My controllers or “prison guards” are as followed:

1.           My disability.  It tells my body what it can and can’t most, most of it cants.  It puts me in severe amounts of physical discomfort pain that I have no choice to get of aside from heavy narcotics which is its own type of torture.  The quadriparesis weakness I have no choice but to accept.    
2.           My government.  It tells I can’t have a substantial income without losing my insurance and my attendant care services.  It tells me I must stay welfare poor, living in a ghetto in subsidized housing.  Of course I feel like a prisoner, there are bars on my windows.  It tells me that if I am ever to try to go to college, have a career like those I admire, I will be screwing myself over.  Because I am chronically ill and disabled, I must not be anyone of authority to those who are not disabled.  I am not allowed to marry a person with an income greater than mine without losing what little independence and freedom I have. 
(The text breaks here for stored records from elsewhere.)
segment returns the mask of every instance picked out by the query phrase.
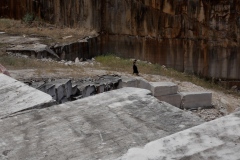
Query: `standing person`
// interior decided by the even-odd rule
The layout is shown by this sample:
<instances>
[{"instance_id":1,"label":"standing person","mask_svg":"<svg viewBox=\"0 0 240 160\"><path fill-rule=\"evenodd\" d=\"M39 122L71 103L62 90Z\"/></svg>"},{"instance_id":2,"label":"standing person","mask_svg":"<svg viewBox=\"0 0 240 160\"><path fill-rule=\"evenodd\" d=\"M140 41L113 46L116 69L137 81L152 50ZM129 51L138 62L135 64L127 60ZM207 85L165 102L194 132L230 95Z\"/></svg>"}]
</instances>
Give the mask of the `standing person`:
<instances>
[{"instance_id":1,"label":"standing person","mask_svg":"<svg viewBox=\"0 0 240 160\"><path fill-rule=\"evenodd\" d=\"M133 74L136 74L137 76L139 76L139 72L138 72L138 68L136 66L136 62L137 62L137 60L135 59L133 61Z\"/></svg>"}]
</instances>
3.           My society.   It tells me where I can and can’t go.  It ignores me and people like me with barriers of architecture, keeping the minds of people ignorant and inaccessible. 

     With acknowledging these controllers in my life I can accept them even less.  The Stanford experiment was shut down after seven days because it was deemed as inhumane.  This is a lifetime of imprisonment without crime for many people unless it is changed by those in power.  The doctors, the politicians, the communities.  They need compassion; they need to make the choice to be compassionate.  Otherwise they are just as abusive as those prison guards, who in the end repented and felt horrible for their actions.  I can beg until I break for change, but I cannot make that happen.   I am not a criminal, but I do not know who I fully am because I am not given the authority to be that person.  This is why I’m crazy.